Now you should be able to connect to your local web server: https://(your-ip-address)
In order to access the received faxes, you will need to setup a POP3 server and a local user.
sudo apt-get install courier-pop sudo useradd -m -s /bin/nologin myfaxuser sudo passwd myfaxuser
After you set the user's password, you can test the POP3 access (I indented server responses for clarity):
openssl s_client -connect localhost:995 # Connects to your POP3 server user myfaxuser +OK Password required pass ABCD1234 +OK logged in STAT +OK 1 463 quit
Start the server when your computer boots
Lastly, if you want the application to start at boot, add the working start.sh script to /etc/rc.local.
- Example /etc/rc.local entry:
(cd /dir/to/vfh-twilio-fax ; ./start.sh >/logdir/vfh-twilio-fax.log 2>&1 & )
How It Works
Sending a fax
- After you entered a destination phone number and fax PDF file to send, you press the Submit button in the web interface.
- The fax server receives the file and stores it on the local file system.
- The server contacts Twilio with a "send fax" request, providing a Media URL where Twilio can get the PDF file to send.
- Twilio makes a new HTTPS request to the fax server for the PDF file.
- Now that Twilio has the PDF file to send, it tries to dial the destination phone number and send the file to the remote fax machine.
- Meanwhile, the web interface polls the fax server for the status of the fax, which is essentially a proxied call to Twilio's "Fax Status" REST API endpoint.

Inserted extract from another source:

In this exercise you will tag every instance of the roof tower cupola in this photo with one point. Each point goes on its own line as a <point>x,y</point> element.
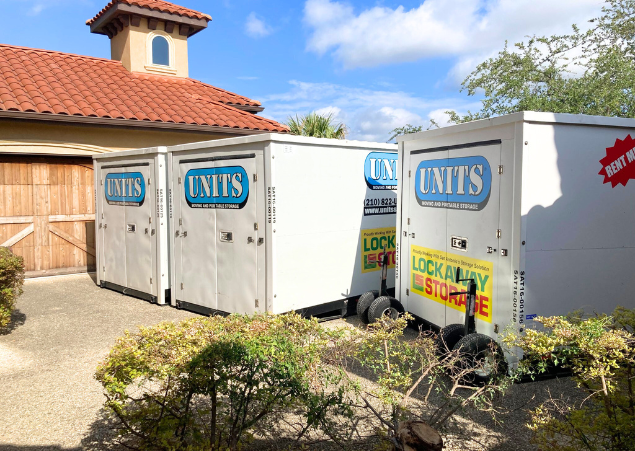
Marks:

- Once Twilio reports a final success or failure status, the web interface updates the UI to show the final result.
Receiving a fax
- Someone dials your registered Twilio fax number.

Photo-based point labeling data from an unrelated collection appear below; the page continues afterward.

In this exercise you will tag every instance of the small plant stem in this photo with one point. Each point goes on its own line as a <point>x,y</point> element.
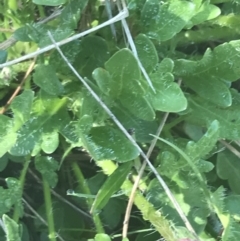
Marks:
<point>38,216</point>
<point>49,210</point>
<point>130,138</point>
<point>231,148</point>
<point>16,213</point>
<point>138,178</point>
<point>162,225</point>
<point>118,17</point>
<point>28,72</point>
<point>204,35</point>
<point>85,189</point>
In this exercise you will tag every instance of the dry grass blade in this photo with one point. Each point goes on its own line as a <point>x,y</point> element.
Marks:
<point>120,16</point>
<point>130,138</point>
<point>30,68</point>
<point>11,41</point>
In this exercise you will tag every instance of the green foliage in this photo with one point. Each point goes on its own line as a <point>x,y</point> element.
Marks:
<point>12,229</point>
<point>54,127</point>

- Twilio sends a request to your fax server with the relevant meta-information (phone number).
- The fax server responds with a TwiML response to receive the fax and send it to our fax server.

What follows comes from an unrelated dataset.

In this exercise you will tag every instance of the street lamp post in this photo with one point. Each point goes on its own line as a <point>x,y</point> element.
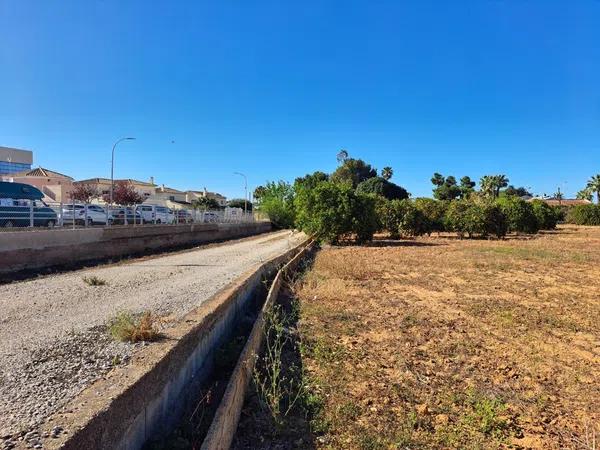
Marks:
<point>245,191</point>
<point>112,167</point>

- The sent fax is stored in Twilio (in memory, to improve security - per our Twiml instructions).
- Twilio then contacts our fax server with the PDF file to send.
- The local server receives the PDF file and stores it on disk.
- The fax server responds with a "200/OK" response to Twilio, ending the connection.
- The server encodes the saved file using Base64 and creates a Maildir entry.
- Now a POP3 client can download and view the fax file as if it were an email, with the PDF as an attachment.